Improved query performance: indexes can greatly speed up data retrieval, reducing the time it takes to execute SELECT queries, especially those involving WHERE clauses, JOINs, and ORDER BY clauses.
Efficient sorting: indexes help in sorting operations, making ORDER BY and GROUP BY queries more efficient.
Enforcing uniqueness: unique indexes ensure that the indexed columns contain only unique values, maintaining data integrity.

Cons:

Increased storage: indexes require additional storage space. The more indexes you have, or the more data you have - the more disk space they will consume.
Slower writes: insert, update, and delete operations can be slower because the database must also update the indexes. This can be particularly impactful in write-heavy applications.
Maintenance overhead: indexes require maintenance.
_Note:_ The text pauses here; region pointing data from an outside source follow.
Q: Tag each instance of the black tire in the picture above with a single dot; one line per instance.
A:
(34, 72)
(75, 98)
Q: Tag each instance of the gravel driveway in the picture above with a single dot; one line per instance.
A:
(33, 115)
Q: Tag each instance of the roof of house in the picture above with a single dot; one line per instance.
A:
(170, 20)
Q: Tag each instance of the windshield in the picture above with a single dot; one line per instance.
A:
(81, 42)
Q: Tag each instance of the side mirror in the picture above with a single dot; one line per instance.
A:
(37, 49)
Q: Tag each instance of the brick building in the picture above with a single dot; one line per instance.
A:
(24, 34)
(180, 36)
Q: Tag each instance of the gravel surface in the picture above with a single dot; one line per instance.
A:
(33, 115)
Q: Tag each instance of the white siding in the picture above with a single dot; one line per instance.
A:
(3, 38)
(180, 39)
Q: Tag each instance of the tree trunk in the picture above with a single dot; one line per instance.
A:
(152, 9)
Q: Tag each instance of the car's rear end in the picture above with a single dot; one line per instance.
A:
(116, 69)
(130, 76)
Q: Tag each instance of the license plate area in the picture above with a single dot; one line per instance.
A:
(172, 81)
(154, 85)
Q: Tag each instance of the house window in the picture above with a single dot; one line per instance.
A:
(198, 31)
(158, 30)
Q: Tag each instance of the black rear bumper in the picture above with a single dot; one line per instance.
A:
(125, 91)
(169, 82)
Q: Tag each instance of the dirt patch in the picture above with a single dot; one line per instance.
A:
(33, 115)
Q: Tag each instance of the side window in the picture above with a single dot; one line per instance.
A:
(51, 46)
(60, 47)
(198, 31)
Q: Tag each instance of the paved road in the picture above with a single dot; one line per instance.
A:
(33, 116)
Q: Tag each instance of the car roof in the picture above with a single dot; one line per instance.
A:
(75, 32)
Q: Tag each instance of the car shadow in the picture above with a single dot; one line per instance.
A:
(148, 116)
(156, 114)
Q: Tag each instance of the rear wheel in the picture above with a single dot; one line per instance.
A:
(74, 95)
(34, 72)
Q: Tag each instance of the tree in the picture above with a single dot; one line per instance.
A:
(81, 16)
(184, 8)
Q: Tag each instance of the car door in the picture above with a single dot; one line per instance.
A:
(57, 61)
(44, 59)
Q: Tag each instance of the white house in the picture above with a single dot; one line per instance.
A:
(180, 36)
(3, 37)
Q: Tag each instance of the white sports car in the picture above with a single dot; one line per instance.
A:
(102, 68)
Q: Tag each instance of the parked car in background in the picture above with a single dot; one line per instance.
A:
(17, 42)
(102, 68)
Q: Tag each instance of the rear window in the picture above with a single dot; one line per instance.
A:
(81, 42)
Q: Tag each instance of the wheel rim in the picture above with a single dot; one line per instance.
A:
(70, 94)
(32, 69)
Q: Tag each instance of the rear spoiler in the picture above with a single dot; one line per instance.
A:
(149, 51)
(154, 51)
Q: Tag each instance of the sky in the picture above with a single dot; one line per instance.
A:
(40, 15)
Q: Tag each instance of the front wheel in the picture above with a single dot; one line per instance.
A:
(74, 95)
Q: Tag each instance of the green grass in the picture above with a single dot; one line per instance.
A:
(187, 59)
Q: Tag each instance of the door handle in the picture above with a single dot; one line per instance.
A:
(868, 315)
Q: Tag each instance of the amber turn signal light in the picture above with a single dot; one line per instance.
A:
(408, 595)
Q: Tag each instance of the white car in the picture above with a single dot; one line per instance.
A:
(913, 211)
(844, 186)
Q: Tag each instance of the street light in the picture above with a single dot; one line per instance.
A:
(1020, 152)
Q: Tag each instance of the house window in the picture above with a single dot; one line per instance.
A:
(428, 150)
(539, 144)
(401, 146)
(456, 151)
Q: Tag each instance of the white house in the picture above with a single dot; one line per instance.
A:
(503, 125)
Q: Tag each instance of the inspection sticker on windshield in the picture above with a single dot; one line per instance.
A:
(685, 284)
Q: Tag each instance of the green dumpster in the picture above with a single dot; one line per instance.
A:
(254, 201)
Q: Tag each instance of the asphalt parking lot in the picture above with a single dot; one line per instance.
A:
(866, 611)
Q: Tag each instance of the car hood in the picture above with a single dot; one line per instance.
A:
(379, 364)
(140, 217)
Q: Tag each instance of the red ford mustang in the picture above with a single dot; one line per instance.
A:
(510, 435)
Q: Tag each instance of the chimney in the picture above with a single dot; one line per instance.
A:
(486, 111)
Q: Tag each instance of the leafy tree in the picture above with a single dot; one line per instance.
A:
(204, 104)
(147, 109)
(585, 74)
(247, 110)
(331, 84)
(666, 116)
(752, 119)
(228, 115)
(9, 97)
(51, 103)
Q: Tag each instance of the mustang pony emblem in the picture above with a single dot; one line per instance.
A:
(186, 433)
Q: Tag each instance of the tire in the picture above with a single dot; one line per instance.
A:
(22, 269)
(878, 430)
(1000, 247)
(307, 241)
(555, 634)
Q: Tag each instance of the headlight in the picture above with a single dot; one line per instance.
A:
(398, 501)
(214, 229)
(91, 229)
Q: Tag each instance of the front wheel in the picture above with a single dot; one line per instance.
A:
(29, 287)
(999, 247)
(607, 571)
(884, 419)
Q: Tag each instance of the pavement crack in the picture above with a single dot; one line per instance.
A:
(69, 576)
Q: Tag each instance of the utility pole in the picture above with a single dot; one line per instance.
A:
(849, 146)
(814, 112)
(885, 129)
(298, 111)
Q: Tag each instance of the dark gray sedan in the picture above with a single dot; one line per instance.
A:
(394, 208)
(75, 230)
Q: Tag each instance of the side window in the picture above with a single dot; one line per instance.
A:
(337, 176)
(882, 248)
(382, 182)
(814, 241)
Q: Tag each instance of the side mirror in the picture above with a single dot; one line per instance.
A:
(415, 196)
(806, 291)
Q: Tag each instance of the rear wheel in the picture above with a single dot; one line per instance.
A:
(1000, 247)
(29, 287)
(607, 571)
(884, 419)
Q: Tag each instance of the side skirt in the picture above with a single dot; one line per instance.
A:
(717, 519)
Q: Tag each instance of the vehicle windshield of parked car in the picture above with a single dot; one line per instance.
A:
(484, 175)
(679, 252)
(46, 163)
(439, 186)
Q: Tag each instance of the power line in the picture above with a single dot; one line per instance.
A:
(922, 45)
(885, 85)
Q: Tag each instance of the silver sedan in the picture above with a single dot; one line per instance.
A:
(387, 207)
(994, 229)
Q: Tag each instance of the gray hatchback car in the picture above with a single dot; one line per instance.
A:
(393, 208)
As data changes, indexes can become fragmented and may need to be rebuilt or reorganized periodically to maintain performance.

NOTE: the UPDATE operation can benefit from the index when a WHERE clause includes an indexed column, for example:

sql
CREATE INDEX idx_employee_name ON employees(name);

UPDATE employees SET job_title = 'Senior Software Engineer' WHERE name = 'Nick';

Best Practices for Indexing

Analyze query patterns: understand the most frequent and performance-critical queries to determine which columns to index.
Use selective indexes: create indexes on columns with high selectivity, meaning columns that have a wide range of unique values.
Limit the number of indexes: while indexes can improve read performance, they can also slow down write operations. Balance the number of indexes to optimize both read and write performance.
Index columns used in WHERE clauses: index columns that are frequently used in WHERE clauses, JOIN conditions, and ORDER BY clauses.
Monitor and maintain indexes: regularly check the performance of indexes and rebuild or reorganize them as needed to maintain optimal performance.

Summary

Indexing is a powerful tool for optimizing SQL query performance. Properly managing and balancing the use of indexes can lead to significant performance improvements for read-heavy applications.

Remember that indexes come with trade-offs. In write-heavy applications, the overhead on write operations and storage costs must be carefully considered.

Remember to analyze your query patterns, use appropriate indexes, and maintain your indexes regularly to achieve the best performance.

Hope you find this blog post useful. Happy coding!